Merge audit and compliance in financial services

In terms of employment growth, regulation must be the UK’s most successful enterprise.  And we have been attempting to export it worldwide.  The 4,000 strong Financial Services Authority (FSA) has now been divided into two main successors, the Prudential Regulation Authority (PRA), made part of the Bank of England, and Financial Conduct Authority (FCA), and a few minor ones.  Hydra-like we can expect the combined total employment by the new bodies comfortably to exceed that of the FSA.

A couple of ironies here are firstly that financial services regulation was handed over to Brussels by Prime Minister Brown in 2009, leaving all these UK bodies merely with supervision of the rules set by the EU.  Secondly, the level of malfeasance by banks in particular has grown in proportion to the numbers of regulations and regulators.  The more regulators and regulations we have, it seems, the worse the banks behave.  Part of the explanation is that the regulators have been incompetent at worst and invisible at best.  If you doubt me, see the comments this month by the Commons Treasury Committee about the appointment of the new Chairman of the FCA.

And talking of invisibility, where were the auditors when this naughtiness was taking place?  Auditors are theoretically employed by shareholders but, in reality, by the directors of the companies they audit.  So you do not get a lot of auditors reporting that the directors are up to no good or turning blind eyes to practices they should be correcting.

To return to the issue of the numbers employed, the number of regulators, or regulatory supervisors, is not of much interest to a government which is cutting the size of the civil service (good) but recharging all the financial services regulatory staff costs back to the firms in the sector.  Pontius Pilate was no better at hand-washing.

And the number of external regulatory staff is only a fraction of the total, arguably one third.  The firms themselves have myriad compliance officers infiltrating the veins of the business and taking up the time of those managers trying to run it.  The upside of that is that the better the internal compliance system, the less need there should be, in terms of person-hours, for the involvement of the external supervisors.

Much the same applies to internal audit: the better job they do, the less the audit fees should be.

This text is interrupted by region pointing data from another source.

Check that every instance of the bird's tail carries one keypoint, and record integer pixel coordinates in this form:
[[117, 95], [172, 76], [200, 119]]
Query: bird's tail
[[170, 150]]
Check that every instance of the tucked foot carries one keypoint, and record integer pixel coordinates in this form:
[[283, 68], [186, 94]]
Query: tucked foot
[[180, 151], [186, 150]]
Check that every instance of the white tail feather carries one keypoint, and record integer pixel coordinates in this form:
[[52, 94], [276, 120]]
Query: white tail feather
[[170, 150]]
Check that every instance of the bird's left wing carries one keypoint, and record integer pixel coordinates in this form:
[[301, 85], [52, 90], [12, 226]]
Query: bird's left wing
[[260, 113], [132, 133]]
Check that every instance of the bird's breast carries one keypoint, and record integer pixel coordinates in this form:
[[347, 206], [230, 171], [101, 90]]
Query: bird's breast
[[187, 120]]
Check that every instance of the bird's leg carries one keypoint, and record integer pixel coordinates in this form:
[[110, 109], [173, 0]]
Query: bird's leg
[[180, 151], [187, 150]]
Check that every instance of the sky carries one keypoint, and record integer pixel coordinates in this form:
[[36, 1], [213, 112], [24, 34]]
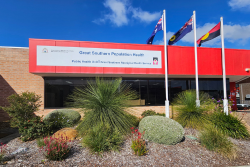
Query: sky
[[121, 21]]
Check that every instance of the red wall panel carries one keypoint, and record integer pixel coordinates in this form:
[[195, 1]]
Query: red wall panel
[[60, 69], [181, 60]]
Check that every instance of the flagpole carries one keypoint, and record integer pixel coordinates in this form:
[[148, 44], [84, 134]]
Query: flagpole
[[196, 62], [166, 64], [225, 101]]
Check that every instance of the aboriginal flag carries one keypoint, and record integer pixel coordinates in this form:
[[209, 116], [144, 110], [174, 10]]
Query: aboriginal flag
[[215, 32]]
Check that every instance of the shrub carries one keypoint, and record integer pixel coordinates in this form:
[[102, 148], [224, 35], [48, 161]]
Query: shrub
[[64, 118], [34, 128], [102, 138], [104, 101], [40, 142], [2, 151], [161, 130], [150, 113], [55, 148], [214, 140], [58, 120], [188, 114], [229, 125], [138, 144], [22, 107]]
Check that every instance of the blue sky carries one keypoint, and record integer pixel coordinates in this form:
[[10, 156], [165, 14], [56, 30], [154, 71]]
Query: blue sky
[[121, 21]]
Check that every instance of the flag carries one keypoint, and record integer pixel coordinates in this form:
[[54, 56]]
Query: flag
[[188, 26], [215, 32], [158, 27]]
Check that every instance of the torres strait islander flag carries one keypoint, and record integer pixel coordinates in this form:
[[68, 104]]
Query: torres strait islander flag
[[215, 32], [188, 26], [158, 27]]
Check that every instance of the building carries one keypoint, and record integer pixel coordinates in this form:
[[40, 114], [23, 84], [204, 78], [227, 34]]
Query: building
[[52, 68]]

But what, when all is said and done, is the difference in roles between external and internal auditors on the one hand and regulatory supervision on the other?  Would it not be better to have fewer people combining audit and compliance and doing it properly, rather than the legions now employed and failing?  And let us prohibit directors from appointing their own watchdogs, or rather poodles.  A joint appointment committee of shareholders and PRA would give the audit/compliance team true independence.